# Lecture 5.3: Hypothesis Testing II - Inference for Categorical Data

## Outline

* Hypothesis testing - one sample proportion
* Hypothesis testing for difference in means
    * Large sample
    * Small sample
* Hypothesis testing for difference in proportions


## Objectives

Be able to:

* Construct confidence interval for difference in means
* Carry out hypothesis testing for difference in means
* Construct confidnece interval for difference in proportions
* Carry out hypothesis testing for difference in proportions

In [None]:
%pylab inline
import pandas as pd
import yaml

from scipy import stats
from sqlalchemy import create_engine
from statsmodels.stats.weightstats import ttest_ind

pg_creds = yaml.load(open('../../pg_creds.yaml'))['student']

engine = create_engine('postgresql://{user}:{password}@{host}:{port}/{dbname}'.format(**pg_creds))

## Hypothesis Testing for Proportions

So far, we have been talk about hypothesis testing for the mean. We can also conduct hypothesis tests for proportions.

**Example**

We want to see if there is any evidence that the percentage of female patrons of the HairCare shop is 70%.  
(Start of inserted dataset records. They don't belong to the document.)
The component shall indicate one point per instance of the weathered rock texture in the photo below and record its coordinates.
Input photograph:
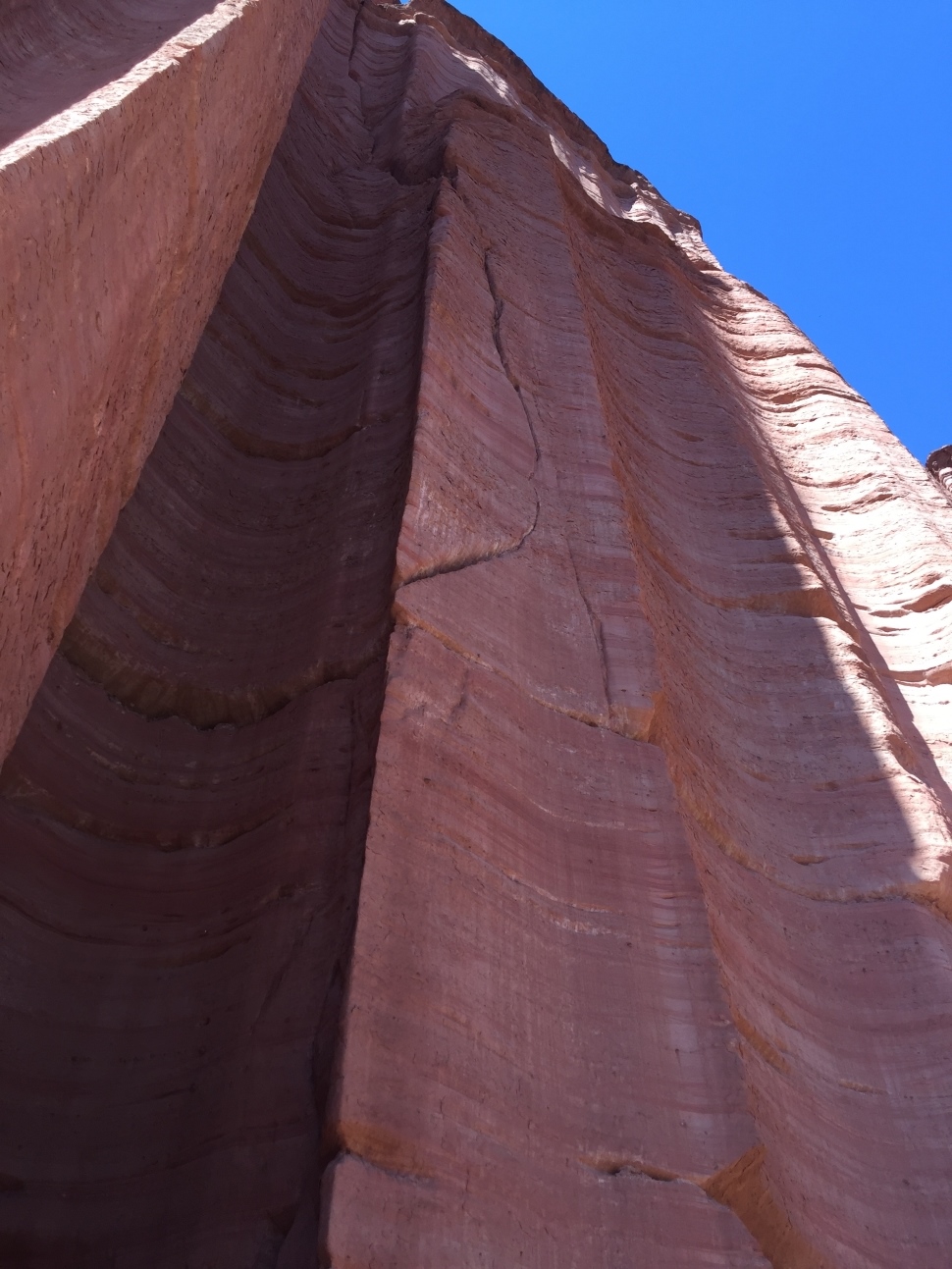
(514, 584)
(133, 138)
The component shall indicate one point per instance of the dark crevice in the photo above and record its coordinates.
(185, 811)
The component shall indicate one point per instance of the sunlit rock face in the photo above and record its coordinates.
(489, 805)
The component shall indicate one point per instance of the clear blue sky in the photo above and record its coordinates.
(813, 139)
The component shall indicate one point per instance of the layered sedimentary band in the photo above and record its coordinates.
(490, 805)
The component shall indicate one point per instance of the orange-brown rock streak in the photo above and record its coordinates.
(504, 547)
(185, 813)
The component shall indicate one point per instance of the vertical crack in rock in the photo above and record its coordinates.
(185, 813)
(492, 801)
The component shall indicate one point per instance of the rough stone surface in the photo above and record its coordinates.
(133, 138)
(514, 585)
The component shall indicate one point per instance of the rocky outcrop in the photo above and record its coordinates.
(133, 138)
(490, 804)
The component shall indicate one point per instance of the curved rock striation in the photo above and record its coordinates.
(490, 805)
(133, 139)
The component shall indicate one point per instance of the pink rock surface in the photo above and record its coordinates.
(485, 467)
(133, 141)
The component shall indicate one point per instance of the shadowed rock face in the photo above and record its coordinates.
(490, 804)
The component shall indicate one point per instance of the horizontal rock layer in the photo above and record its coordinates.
(513, 579)
(133, 139)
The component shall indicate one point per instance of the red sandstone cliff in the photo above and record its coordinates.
(490, 804)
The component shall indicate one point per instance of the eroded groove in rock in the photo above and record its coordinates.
(484, 451)
(185, 813)
(797, 770)
(133, 138)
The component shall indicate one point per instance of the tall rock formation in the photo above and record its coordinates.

In a simple random sample of 200 patrons, 133 are female.

We want to test:

$H_0: p = 0.7$    
$H_a: p \neq 0.7$

We know:

$x = 133$  
$n = 200$  
$\hat{p} = \frac{x}{n} = \frac{133}{200} = 0.665$  

By the CLT,  

$$ \hat{p} \sim N(p, \frac{p(1-p)}{n}) $$

or

$$ \frac{\hat{p} - p}{\sqrt{p(1-p)/n}} \sim N(0, 1) $$  


The 95% confidence interval for $p$ is given by  

$$ (\hat{p} - 1.96 \sqrt{\frac{\hat{p}(1 - \hat{p})}{n}} \text{, } \hat{p} + 1.96 \sqrt{\frac{\hat{p}(1 - \hat{p})}{n}}) $$


**Confidence interval method**  

The 95% confidence interval for $p$ is  

$$ (0.665 - 1.96 \sqrt{\frac{0.665(1 - 0.665)}{200}} \text{, } 0.665 + 1.96 \sqrt{\frac{0.665(1 - 0.665)}{200}}) $$

$$ \Rightarrow (0.60, 0.73) $$  

Since 0.7 is within the 95% confidence interval, we fail to reject the null at 0.05 significance level.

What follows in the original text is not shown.